Thomas Abel (or Abell) (ca. 1497 - 30 July 1540) was an English priest who was martyred during the reign of Henry VIII. The place and date of his birth are unknown.

He was educated at Oxford, where in 1516 he took the degree of Master of Arts, and subsequently acquired a doctorate in theology. He entered the service of Queen Catherine as her chaplain some time before 1528 and appears to have taught the queen modern languages and music. Catherine sent him to Spain in 1528 to the emperor Charles V on a mission relating to the proposed divorce. On his return she presented him with the parochial benefice of Bradwell, in Essex, and he remained to the last a staunch supporter of the unfortunate queen in the case of the validity of her marriage with Henry VIII.

In 1532, he published his Invicta veritas. An answere, That by no manner of law, it may be lawfull for the most noble King of England, King Henry the eight to be divorced from the queens grace, his lawfull and very wife. B.L.. Abel's treatise was printed by Merten de Keyser in Antwerp with the fictitious pressmark of Luneberge, to avoid suspicion. The work contained an answer to the numerous tracts supporting Henry's ecclesiastical claims. The king bought up copies of the book in order to destroy them.

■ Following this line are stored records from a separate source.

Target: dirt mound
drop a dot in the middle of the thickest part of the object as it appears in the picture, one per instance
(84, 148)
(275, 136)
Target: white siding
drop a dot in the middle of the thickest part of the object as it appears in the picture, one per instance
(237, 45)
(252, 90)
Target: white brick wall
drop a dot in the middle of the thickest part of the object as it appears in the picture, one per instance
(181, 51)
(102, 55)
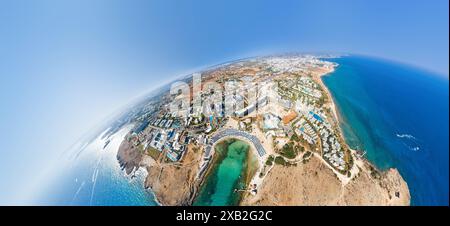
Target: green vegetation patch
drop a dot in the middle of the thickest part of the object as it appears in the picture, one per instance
(152, 152)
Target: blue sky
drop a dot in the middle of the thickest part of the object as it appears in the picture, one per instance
(65, 66)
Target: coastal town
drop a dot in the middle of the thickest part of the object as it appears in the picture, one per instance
(278, 105)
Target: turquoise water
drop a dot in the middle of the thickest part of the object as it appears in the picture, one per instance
(94, 178)
(399, 115)
(218, 189)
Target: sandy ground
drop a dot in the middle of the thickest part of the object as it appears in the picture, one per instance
(315, 184)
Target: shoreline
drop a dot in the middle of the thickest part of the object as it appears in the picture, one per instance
(245, 176)
(355, 153)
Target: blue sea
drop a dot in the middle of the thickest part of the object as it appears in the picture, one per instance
(399, 115)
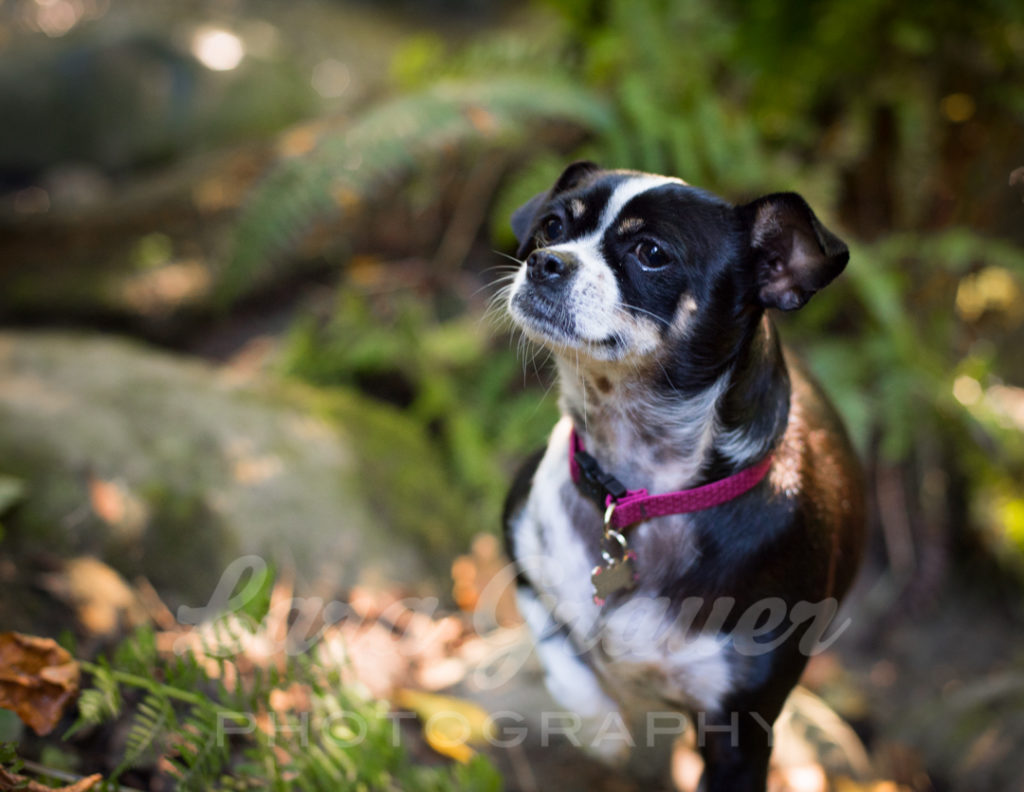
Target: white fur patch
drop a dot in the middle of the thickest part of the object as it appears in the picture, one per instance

For this he was thrown into the Beauchamp Tower in the Tower of London, and after a year's liberation again imprisoned, in December 1533, on the charges of disseminating the prophecies of the Maid of Kent, encouraging the queen "obstinately to persist in her wilful opinion against the same divorce and separation", and maintaining her right to the title of queen. He was kept in close confinement until his execution at Smithfield, two days after the execution of Thomas Cromwell. There is still to be seen on the wall of his prison in the Tower of London a rebus consisting of the symbol of a bell with an A upon it and the name Thomas above, which he carved during his confinement. There is extant a very pious Latin letter written by him to a fellow-martyr, and another to Cromwell, begging for some slight mitigation of his "close prison"; "license to go to church and say Mass here within the Tower and for to lie in some house upon the Green". It is signed "by your daily bedeman, Thomas Abell, priest".

His act of attainder states that he and three others "have most traitorously adhered themselves unto the bishop of Rome, being a common enemy unto your Majesty and this your Realm, refusing your Highness to be our and their Supreme Head of this your Realm of England". Abel was sentenced to "be drawn on a hurdle to the place of execution, there to be hanged, cut down alive, your members to be cut off and cast in the fire, your bowels burnt before your eyes, your head smitten off, your body to be quartered at the King's will, and God have mercy on your soul."

==Veneration==
Thomas Abel was beatified by Pope Leo XIII as one of a group of fifty-four English Martyrs on 29 December 1886.

He is a patron of the Oxford Gregorian Chant Society, a student society of Oxford University.